24 de agosto de 2020

A pintura mural renascida

Recentemente o Palácio da Justiça de Torres Novas foi objeto de obras de melhoria e conservação geral. A isso obrigava já o seu estado, após várias décadas sem intervenção de grande monta.

Já os trabalhos da pintura das paredes se encontravam na final, quando alguém reparou que a pintura mural, existente numa parede da escadaria, apresentava com evidências de avançada degradação.

 


A História de Portugal relata que em 1438 realizaram-se as cortes em Torres Novas. Por morte do rei D. Duarte, haveria que se prestar juramento ao rei D. Afonso V, com apenas 6 anos de idade. Ora, esta polémica regência seria ultrapassada mediante a aprovação de uma proposta do infante D. Henrique, na qual se estabelecia um regime de poder partilhado entre a rainha mãe, pelo infante D. Pedro e por umas cortes restritas criadas para este efeito.

Este Regimento do Reino, como ficou conhecido, funcionaria como um parlamento atual, mas acabaria anulado no ano seguinte.

Foi, exatamente, este o tema que serviu de base ao imponente painel pintado em madeira existente no Palácio da Justiça de Torres Novas.

Esta pintura mural, de grandes dimensões, tão presente aos olhos de quem diariamente por ali passa, afinal até parecia estar esquecida ao ponto de nem se saber quem foi o seu autor.

Contudo, uma atenta observação do quadro sensibilizou rapidamente a tutela, o Tribunal da Comarca de Santarém, para a urgência dos trabalhos de conservação e restauro. Entretanto, acerca da sua autoria, a única assinatura que se encontrou no quadro foi um ML.

De imediato o quadro foi analisado por especialistas de restauro e história da arte e facilmente se concluiu que aquele ML mais não era que Manuel Lapa, o seu autor.

Martim Lapa, filho do pintor confirmou ao jornal “O Almonda” que “foi um conjunto de circunstâncias felizes que nos fez encontrar o painel, e sim, trouxe grande emoção”.
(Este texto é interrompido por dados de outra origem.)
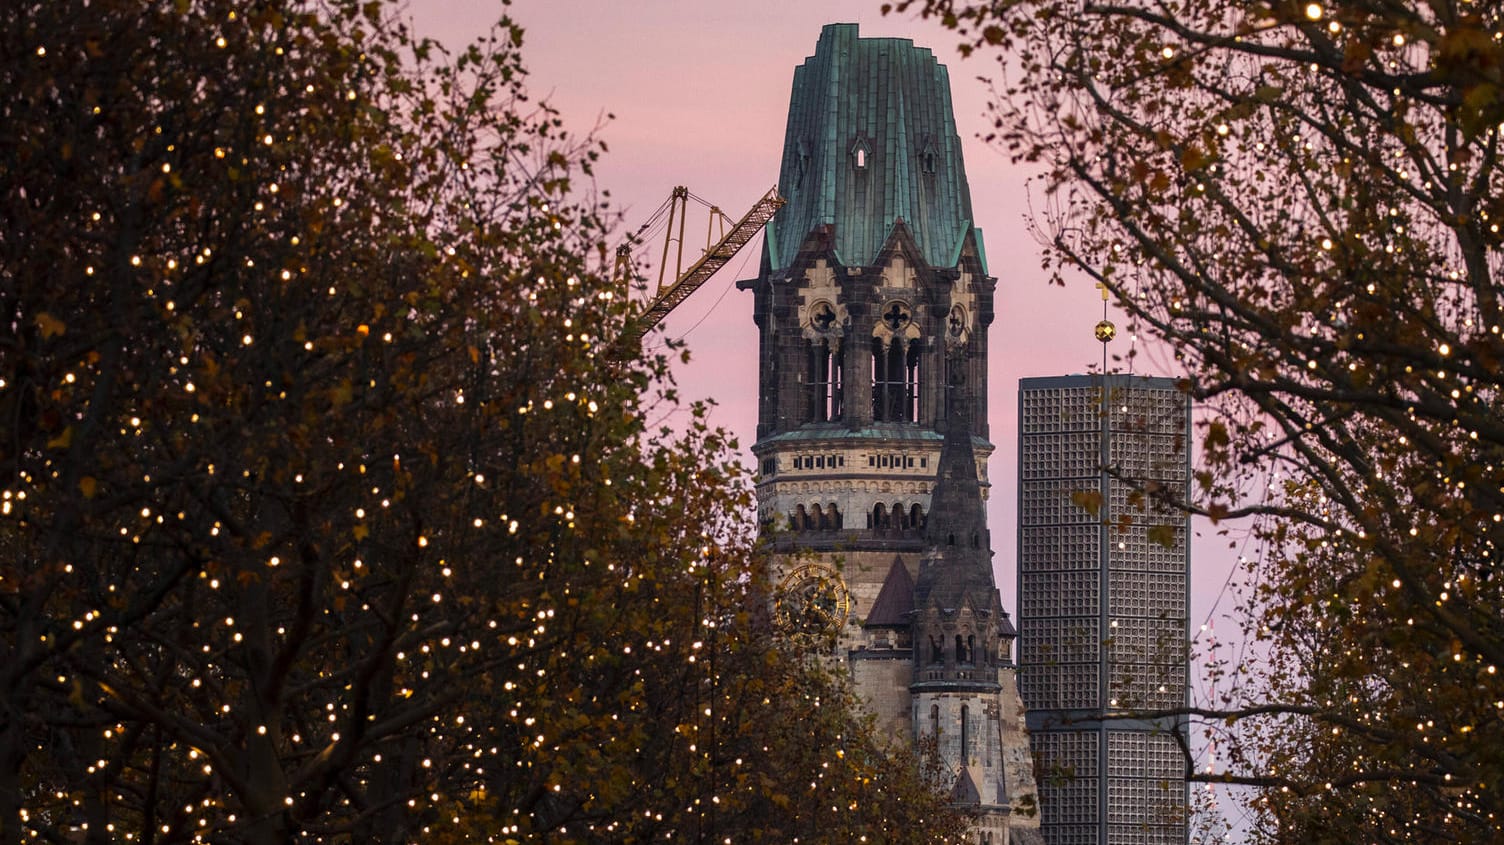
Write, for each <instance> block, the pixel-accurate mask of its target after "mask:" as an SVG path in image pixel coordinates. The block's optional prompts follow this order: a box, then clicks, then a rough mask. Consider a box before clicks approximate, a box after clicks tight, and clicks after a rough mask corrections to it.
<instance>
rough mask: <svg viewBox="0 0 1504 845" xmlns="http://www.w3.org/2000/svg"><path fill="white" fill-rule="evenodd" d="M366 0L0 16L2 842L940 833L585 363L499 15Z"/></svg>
mask: <svg viewBox="0 0 1504 845" xmlns="http://www.w3.org/2000/svg"><path fill="white" fill-rule="evenodd" d="M393 15H394V9H393V8H390V6H387V5H384V3H356V2H353V0H331V2H328V3H296V2H286V3H281V2H266V3H236V2H230V0H203V2H186V0H183V2H180V3H170V5H167V3H137V2H132V0H90V2H89V3H77V2H75V3H68V2H65V3H41V2H38V3H12V5H6V6H3V9H0V84H3V92H0V114H3V116H5V122H6V128H8V131H6V140H5V141H0V182H3V191H0V310H3V320H5V334H3V337H0V419H3V435H5V436H3V438H0V478H3V483H0V553H3V564H0V842H26V840H56V839H66V840H78V839H84V840H90V842H114V840H134V842H144V840H150V842H179V840H233V842H266V843H271V842H289V840H343V842H378V840H387V842H400V840H442V839H462V837H477V839H492V840H507V839H519V840H520V839H534V837H543V836H547V837H549V839H550V840H570V839H581V840H593V839H594V840H620V839H630V837H650V836H665V837H666V836H669V834H672V836H674V837H675V839H686V837H690V836H692V834H690V833H689V831H690V830H695V831H698V833H695V834H701V833H710V831H714V830H719V827H717V825H720V824H737V825H740V827H732V830H741V831H747V834H749V836H752V834H754V833H755V831H757V830H760V828H761V825H766V824H769V822H767V821H766V819H764V818H760V816H758V813H760V812H763V810H766V809H767V807H769V806H779V807H782V806H784V801H787V803H788V806H790V807H793V810H794V812H791V813H790V815H788V818H790V819H793V821H791V824H793V822H794V821H799V822H800V824H805V827H803V828H802V830H821V828H823V827H820V825H817V822H815V821H812V818H811V813H814V812H815V809H817V806H818V807H820V809H824V807H827V806H829V804H827V798H830V800H833V803H835V806H838V809H839V813H833V815H841V816H842V819H841V822H839V825H835V824H830V822H827V819H824V818H821V819H820V824H829V827H830V828H832V830H860V831H883V830H892V828H893V827H890V825H896V824H904V822H907V821H908V819H910V818H913V816H914V815H917V813H929V812H938V809H940V800H938V798H937V797H935V795H932V794H929V792H926V791H923V788H922V785H920V783H919V780H917V776H914V774H907V776H905V774H904V773H911V770H913V767H911V765H905V767H896V768H895V767H889V765H886V764H883V762H872V761H871V759H869V756H868V755H865V753H859V755H854V758H853V755H850V753H842V743H848V749H847V750H850V749H862V750H865V749H868V747H869V743H871V741H869V740H866V738H865V735H866V734H865V729H863V725H862V723H860V722H859V720H856V719H854V717H853V716H851V714H850V711H848V710H847V708H844V707H827V708H824V713H826V714H827V716H826V717H823V719H814V717H809V716H811V714H812V713H818V711H820V710H821V708H818V707H815V705H814V704H812V702H814V701H818V699H821V698H823V701H826V702H830V704H839V702H842V699H841V698H839V695H838V693H836V692H829V690H833V689H835V687H830V686H829V681H824V680H821V678H820V677H818V675H817V674H812V672H811V671H808V668H806V665H805V663H803V662H802V660H800V657H799V656H797V654H790V653H785V651H782V650H781V647H778V645H776V644H775V641H773V639H772V638H770V636H769V635H767V631H766V625H763V624H761V622H760V619H758V615H757V613H752V612H750V610H749V607H755V606H757V604H758V601H757V600H755V597H757V595H760V594H758V592H757V586H758V583H760V580H761V576H760V574H758V567H757V562H755V558H754V556H752V547H750V531H749V529H747V526H746V525H744V523H746V517H744V513H746V511H747V510H749V505H747V490H746V484H744V477H743V474H741V471H740V469H738V468H737V465H735V463H734V462H732V459H731V453H729V448H731V444H728V442H726V439H725V436H723V435H722V433H719V432H714V430H710V429H707V427H705V424H704V421H702V410H701V409H692V410H690V413H689V418H690V419H692V424H690V426H689V427H687V430H686V432H681V433H674V435H671V433H666V432H653V430H650V429H648V427H647V426H645V422H644V419H645V418H647V416H648V415H650V413H653V412H654V410H656V409H657V410H659V412H660V410H662V407H663V404H660V403H666V401H669V400H671V398H669V395H668V389H665V388H662V386H654V385H663V383H666V382H665V380H663V379H665V377H666V376H665V362H663V359H662V358H654V359H642V361H635V359H629V361H620V359H615V356H609V355H606V353H605V352H603V350H605V349H606V347H608V346H609V343H611V340H612V338H614V337H617V335H618V334H620V332H621V328H623V325H624V320H626V319H627V317H629V311H630V308H629V305H627V304H626V299H624V296H621V295H620V292H618V290H617V289H615V287H614V286H612V284H609V283H608V280H606V278H605V277H603V272H602V268H605V266H608V260H606V256H608V250H606V241H605V238H606V230H608V227H606V220H605V212H603V209H602V207H597V206H596V204H593V203H591V201H587V200H581V197H584V195H585V188H584V185H581V177H582V176H588V173H590V164H591V161H594V158H596V155H597V149H596V147H594V146H593V144H591V143H590V141H582V140H576V138H575V137H572V135H569V134H567V132H566V131H564V129H562V126H561V123H559V120H558V119H556V116H555V114H553V113H550V111H549V110H547V108H546V107H540V105H535V104H532V102H531V101H528V98H526V93H525V87H523V69H522V65H520V59H519V45H520V35H522V33H520V30H519V29H517V27H514V26H511V24H508V23H507V21H502V24H501V26H498V27H496V29H495V30H493V32H492V36H490V38H487V39H483V41H481V42H478V44H477V45H475V47H471V48H468V50H465V51H462V53H459V54H454V56H448V54H445V53H444V51H442V50H439V48H438V47H436V45H433V44H427V42H423V41H418V39H414V38H412V36H411V35H409V33H408V32H406V30H405V27H403V26H400V24H399V23H396V20H394V17H393ZM758 690H763V693H764V695H763V696H761V698H755V696H757V692H758ZM744 699H750V705H749V704H747V701H744ZM758 702H761V704H758ZM707 708H708V713H707ZM743 714H744V716H743ZM752 714H761V716H763V719H761V720H752V719H750V716H752ZM705 732H713V734H714V735H713V737H711V738H708V740H707V738H702V737H704V734H705ZM785 758H787V759H790V761H793V762H791V764H788V765H784V764H782V761H784V759H785ZM749 777H755V779H757V780H746V779H749ZM812 783H814V785H812ZM717 797H720V800H722V801H723V803H726V806H728V807H729V810H726V813H725V816H723V818H722V821H716V822H711V821H707V813H708V812H710V807H713V806H717V803H716V798H717ZM800 819H802V821H800ZM863 825H865V827H863ZM940 830H955V827H954V824H952V825H951V827H945V825H942V827H940ZM859 834H860V833H859Z"/></svg>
Esta obra foi pintada no verão de 1979 e Manuel Lapa morreria em dezembro do mesmo ano. Acrescenta Martim Lapa que “esta foi a derradeira obra do meu pai e, de certo modo a nossa primeira, minha e da minha mulher, Carlota Emauz”.

Manuel Lapa é o nome artístico de D. Manuel Francisco de Almeida Vasconcellos, nascido em Lisboa em 1914. Pertencente a segunda geração dos artistas modernistas portugueses notabilizou-se como pintor, artista gráfico e decorador. Estudou e foi professor na Escola Superior de Belas Artes de Lisboa. Manuel Lapa não era apologista do Estado Novo, contudo a propaganda ao regime manifesta-se em vários dos seus trabalhos. Em 1940 participou como diretor de arte da grande Exposição do Mundo Português. Colaborou com revistas e foi um dos artistas decoradores do Museu de Arte Popular. Foi ainda um dos fundadores do IADE, hoje Faculdade de Design Tecnologia e Comunicação da Universidade Europeia de Lisboa. Em 2019 e 2020 realizaram-se duas grandes exposições alusivas à sua obra, nomeadamente em Setúbal e Matosinhos.

Referiu-nos o Administrador Judiciário da Comarca de Santarém que é com grande prazer que agora se apresenta a obra de conservação do edifício e, em especial, esta grandiosa pintura mural, meticulosamente recuperada, marcando a abertura de mais um ano judicial.

Os trabalhos referentes à obra de arte foram realizados pela Nova Conservação, empresa esta com larga experiência. Salienta-se que os seus técnicos já foram convidados a participar em consultoria e projetos de conservação e restauro em Itália, Argentina, Índia, China e Líbia. Por cá têm sido variadíssimas as suas intervenções na monumentalidade classificada.

Nuno Proença, técnico responsável pela empresa, confirmou-nos que esta pintura, realizada sobre madeira, efetivamente encontrava-se em mau estado. Para além da normal degradação cromática, vastas zonas apresentavam craquelé, ou seja, a superfície da pintura estalada, havendo ainda zonas que apresentavam desprendimento da camada de tinta.

Agora em fase final, estes trabalhos duraram cerca de dois meses e o custo rondou 17 mil euros ao estado.